Here are some graphics to illustrate this issue.
The Initial Error
The Stack Track
The Method in Question (isolated from self to determine the issue exact location)
The Function Implementation (this is what is called, and returned)
The Definition in the Private Interface
I decided to look at the function call, and noticed it returning (id) rather than void
And Finally the only code change that alleviated this bug.
Explanation
This bug reared its ugly head when my client called me saying our app does not run on ios 6
I was forced to download iOS 6 and Xcode 4.5 for testing this out.

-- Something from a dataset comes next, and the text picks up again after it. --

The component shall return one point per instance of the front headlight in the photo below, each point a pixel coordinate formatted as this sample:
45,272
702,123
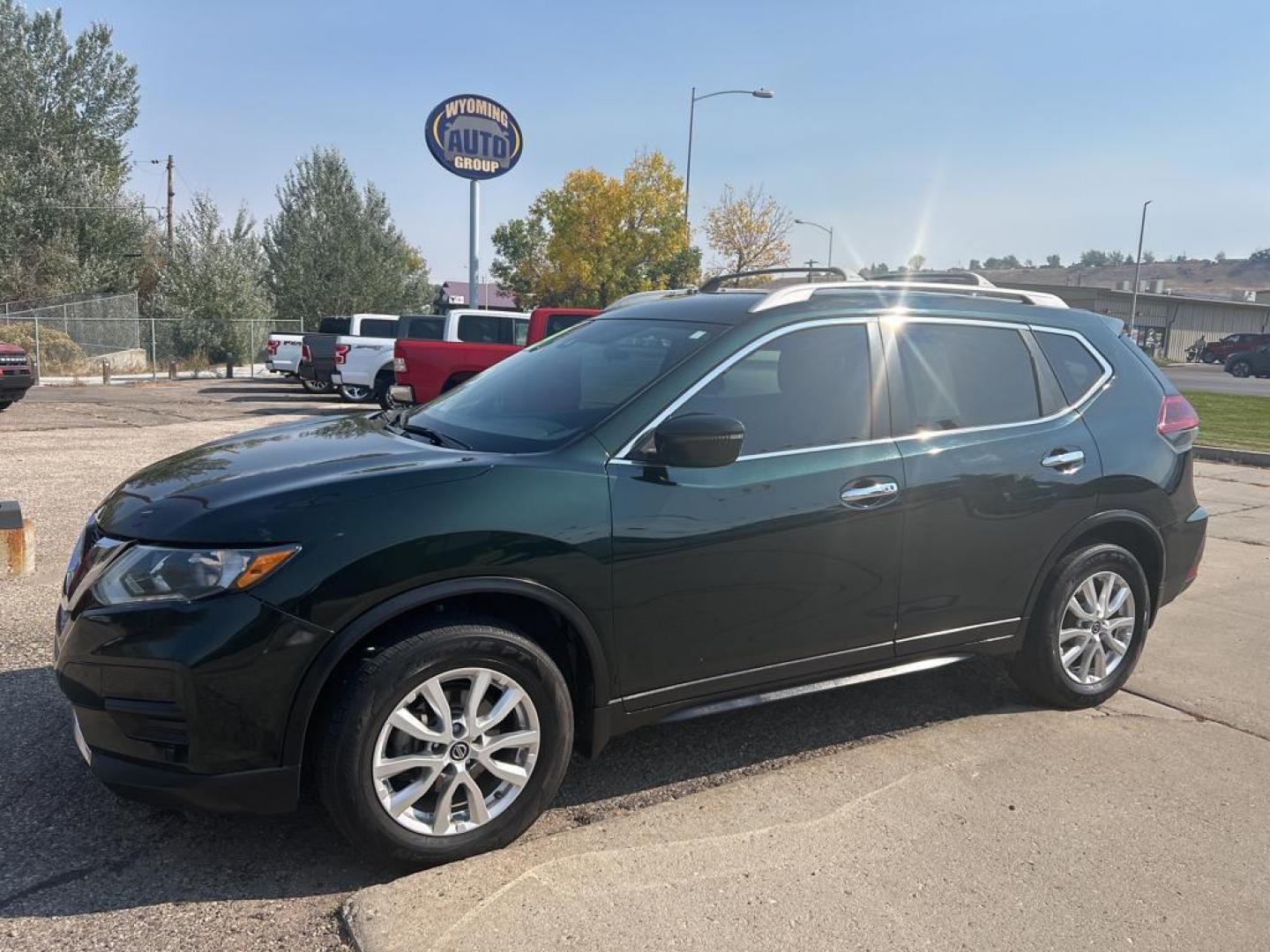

I did indeed crash every time the app was run.
After hunting down this bug on stack overflow among other sites linked to by Google, I tried the block issue that some others are experiencing. And did a copy wherever I could to try to alleviate the issue of retained object falling off the stack.
I was not using block properties so I just called copy on the blocks themselves.
This did not help.
Finally with another developer going over it with me. I was stepping back and looking at it from another angle, and decided to try to determine what the heck was being retained.
It turned out the result of the function was being retained. And the only way I figured that out was to look at the value that auto complete showed me as the return type.
I knew the return type to be void, however it was telling me that the return type was id and that is what sparked the investigation into the method definition.
I hope this helps others that have this issue as I spent about 2 hours hunting it down and it turned out to be a semantic issue between a result type that should never have existed.